Data Processing

Through the data_ops module, dantro supplies some useful functionality to generically work with function calls. This is especially useful for numerical operations.

The data_ops module can be used on its own, but it is certainly worth to have a look at Data Transformation Framework, which wraps the application and combination of modules to further generalize the processing of dantro data.


Overview

The operations database

The core of data_ops is the operations database. It is defined simply as a mapping from an operation name to a callable. This makes it very easy to access a certain callable.

A basic set of python functions and numerical operations is defined per default, see below.

Applying operations

The task of resolving the callable from the database, passing arguments to it, and returning the result falls to the apply_operation() function. It also provides useful feedback in cases where the operation failed, e.g. by including the given arguments into the error message.

Registering operations

To register additional operations, use the register_operation() function.

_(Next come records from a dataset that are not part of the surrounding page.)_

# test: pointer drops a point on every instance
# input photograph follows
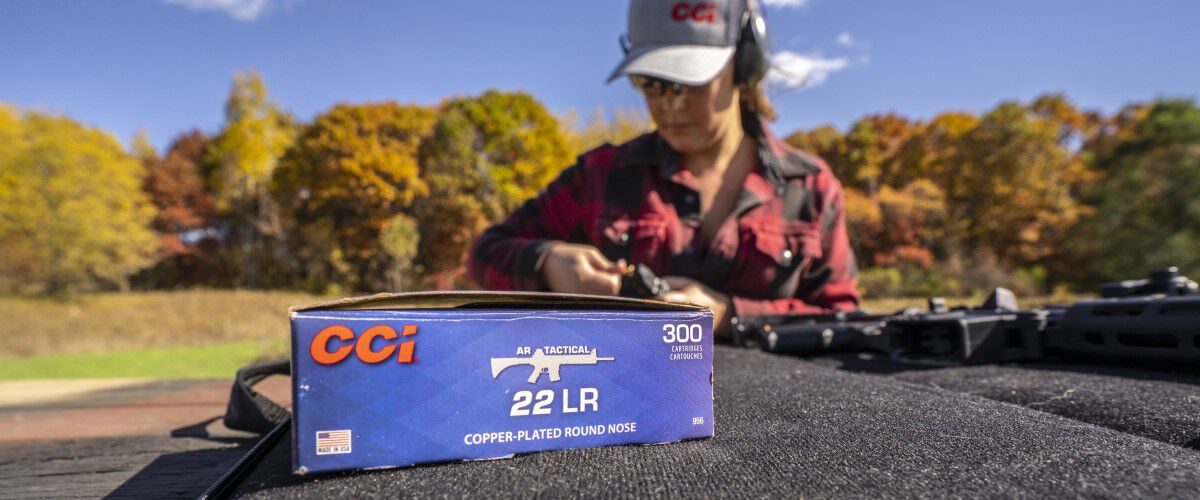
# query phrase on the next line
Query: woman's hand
(580, 269)
(687, 290)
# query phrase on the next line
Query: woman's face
(697, 120)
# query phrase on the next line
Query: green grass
(217, 361)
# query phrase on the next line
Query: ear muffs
(750, 61)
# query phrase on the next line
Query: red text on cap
(699, 12)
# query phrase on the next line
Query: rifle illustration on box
(1147, 320)
(543, 362)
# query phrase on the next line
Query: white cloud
(792, 70)
(240, 10)
(785, 2)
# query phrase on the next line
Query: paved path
(119, 438)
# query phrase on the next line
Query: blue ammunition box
(400, 379)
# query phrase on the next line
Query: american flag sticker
(333, 441)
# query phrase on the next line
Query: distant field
(195, 333)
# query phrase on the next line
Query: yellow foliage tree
(357, 168)
(241, 161)
(72, 212)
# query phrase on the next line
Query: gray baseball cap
(688, 42)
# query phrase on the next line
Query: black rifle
(1149, 320)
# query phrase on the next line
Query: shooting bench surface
(784, 426)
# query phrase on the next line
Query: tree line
(1033, 196)
(388, 197)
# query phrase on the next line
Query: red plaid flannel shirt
(783, 250)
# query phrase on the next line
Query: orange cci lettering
(699, 12)
(364, 348)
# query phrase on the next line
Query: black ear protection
(750, 60)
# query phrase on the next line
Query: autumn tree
(240, 163)
(185, 209)
(486, 156)
(600, 128)
(355, 172)
(1008, 185)
(72, 214)
(1146, 199)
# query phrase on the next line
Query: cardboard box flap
(492, 300)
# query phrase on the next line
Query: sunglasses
(657, 88)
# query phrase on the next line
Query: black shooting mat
(787, 426)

For new operations, a name should be chosen that is not already in use. If you are registering multiple custom operations, consider using a common prefix for them.

Note

It is not necessary to register operations that are importable! Just use a combination of the import and call operations to achieve this behavior.

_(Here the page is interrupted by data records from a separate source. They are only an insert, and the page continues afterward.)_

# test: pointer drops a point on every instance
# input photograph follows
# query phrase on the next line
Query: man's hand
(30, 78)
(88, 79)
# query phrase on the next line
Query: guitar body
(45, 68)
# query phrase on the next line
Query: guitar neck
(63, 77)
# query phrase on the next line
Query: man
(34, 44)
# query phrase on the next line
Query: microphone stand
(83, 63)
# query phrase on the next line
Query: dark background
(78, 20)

Operations should only be registered if the above does not work comfortably.

Available operations

Below, you will find a full list of operations that are available by default.

For some entries, functions defined in the data_ops module are used as callables; see there for more information. Also, the callables are frequently defined as lambdas to concur with the requirement that all operations need to be callable via positional and keyword arguments. For example, an attribute call needs to be wrapped to a regular function call where — by convention — the first positional argument is regarded as the object whose attribute is to be called.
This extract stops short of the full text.